Former Halifax Mayor Walter Fitzgerald says voters will punish provincial and federal politicians if they don’t come up with money for the city’s sewage-treatment project.

Fitzgerald, who helped launch the current Harbour Solutions Project in 1998, says he’s disappointed Premier John Hamm wrote a letter to Ottawa requesting sewage treatment not be funded through a new infrastructure program.

But he’s not surprised Hamm is now pledging to make a cleaner harbour a priority for Canadian Strategic Infrastructure funding, given his need to hold onto eight Tory seats that are all or partly within Halifax Regional Municipality.

"I think he’s realized he’s made a mistake, because in the next election, Halifax would be tight," Fitzgerald said.

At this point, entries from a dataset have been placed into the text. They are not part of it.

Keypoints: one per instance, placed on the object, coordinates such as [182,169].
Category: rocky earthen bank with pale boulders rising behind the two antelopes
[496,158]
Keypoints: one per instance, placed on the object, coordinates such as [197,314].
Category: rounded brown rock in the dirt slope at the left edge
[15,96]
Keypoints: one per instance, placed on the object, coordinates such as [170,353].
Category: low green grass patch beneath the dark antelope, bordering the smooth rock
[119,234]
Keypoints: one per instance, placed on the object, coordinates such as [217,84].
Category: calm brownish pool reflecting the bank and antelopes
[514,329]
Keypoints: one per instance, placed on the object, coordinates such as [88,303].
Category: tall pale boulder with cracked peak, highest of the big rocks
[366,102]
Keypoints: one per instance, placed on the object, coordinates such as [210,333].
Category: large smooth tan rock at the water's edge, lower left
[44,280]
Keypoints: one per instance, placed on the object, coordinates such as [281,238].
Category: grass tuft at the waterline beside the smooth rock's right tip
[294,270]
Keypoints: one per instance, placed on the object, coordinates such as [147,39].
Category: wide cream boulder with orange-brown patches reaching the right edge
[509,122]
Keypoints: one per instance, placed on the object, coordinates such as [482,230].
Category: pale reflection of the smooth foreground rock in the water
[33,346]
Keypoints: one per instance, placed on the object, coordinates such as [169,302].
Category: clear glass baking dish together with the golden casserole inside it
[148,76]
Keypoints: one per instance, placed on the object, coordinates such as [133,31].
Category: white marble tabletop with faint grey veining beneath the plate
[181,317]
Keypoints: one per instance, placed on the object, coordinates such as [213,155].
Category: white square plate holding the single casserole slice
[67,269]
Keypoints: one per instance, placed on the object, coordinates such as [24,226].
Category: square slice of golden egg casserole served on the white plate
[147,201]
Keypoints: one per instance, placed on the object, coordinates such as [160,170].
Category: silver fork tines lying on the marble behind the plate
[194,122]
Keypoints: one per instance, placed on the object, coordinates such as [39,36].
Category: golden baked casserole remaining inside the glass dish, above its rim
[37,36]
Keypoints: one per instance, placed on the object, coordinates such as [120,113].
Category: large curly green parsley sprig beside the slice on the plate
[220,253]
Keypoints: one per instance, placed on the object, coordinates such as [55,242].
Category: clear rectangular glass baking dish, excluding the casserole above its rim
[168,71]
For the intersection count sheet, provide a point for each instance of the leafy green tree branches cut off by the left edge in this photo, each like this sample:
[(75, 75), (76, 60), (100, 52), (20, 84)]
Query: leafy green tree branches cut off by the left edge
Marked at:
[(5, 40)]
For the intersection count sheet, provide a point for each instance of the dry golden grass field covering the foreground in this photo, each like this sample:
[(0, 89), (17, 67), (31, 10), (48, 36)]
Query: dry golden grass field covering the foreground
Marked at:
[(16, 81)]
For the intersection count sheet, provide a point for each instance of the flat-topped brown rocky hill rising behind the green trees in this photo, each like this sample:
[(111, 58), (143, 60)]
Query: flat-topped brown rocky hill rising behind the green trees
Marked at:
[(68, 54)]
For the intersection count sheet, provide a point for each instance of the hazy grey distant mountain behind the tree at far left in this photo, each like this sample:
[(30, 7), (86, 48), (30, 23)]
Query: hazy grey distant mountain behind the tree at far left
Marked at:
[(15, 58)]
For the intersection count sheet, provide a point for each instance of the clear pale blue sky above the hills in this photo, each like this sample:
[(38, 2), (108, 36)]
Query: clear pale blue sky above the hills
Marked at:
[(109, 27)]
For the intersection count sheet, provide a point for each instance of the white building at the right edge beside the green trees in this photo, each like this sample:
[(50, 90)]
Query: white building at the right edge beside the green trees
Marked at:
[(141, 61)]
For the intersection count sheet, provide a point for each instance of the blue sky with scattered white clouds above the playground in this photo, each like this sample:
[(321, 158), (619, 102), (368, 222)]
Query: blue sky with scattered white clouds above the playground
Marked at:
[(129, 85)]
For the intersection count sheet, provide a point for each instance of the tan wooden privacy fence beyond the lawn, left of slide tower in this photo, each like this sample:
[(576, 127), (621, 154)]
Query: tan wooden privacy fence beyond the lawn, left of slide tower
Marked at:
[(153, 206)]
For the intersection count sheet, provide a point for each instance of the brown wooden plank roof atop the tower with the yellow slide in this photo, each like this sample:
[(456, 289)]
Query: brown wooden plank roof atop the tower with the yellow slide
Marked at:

Fitzgerald said the current mayor did well to wring support for CSIF funding from the premier when it’s clear the Tory government would win more votes if it channeled federal money into highway construction.

"I think Mr. Hamm has to be put on the spot, and I think Peter Kelly has done an excellent job by forcing him," the ex-mayor said.

Fitzgerald first got involved in harbour cleanup efforts in the 1970s, during his first turn as mayor of the former city of Halifax. He was a city alderman in the early ’90s when a project collapsed under the weight of increasing costs.

The current $315-million project got started at a symposium in 1996, where Fitzgerald, by then mayor of newly amalgamated Halifax Regional Municipality, browbeat experts to devise a "realistic" sewage treatment plan. It first went before council two years later.

Fitzgerald left politics after losing the 2000 election to Kelly.

He said the city is letting senior levels of government off easy by offering to raise two-thirds of the money itself through water charges. The remaining $105 million shouldn’t be onerous for Ottawa and the province if it’s spread over several years, he said.

If senior governments appear ready to balk, Kelly should threaten to do the project without them. Halifax voters would not forget at election time why their pollution control charges increased.

"Kelly should say, ‘We’re going it alone, and if you don’t want to help us, you’re against us,’" Fitzgerald said.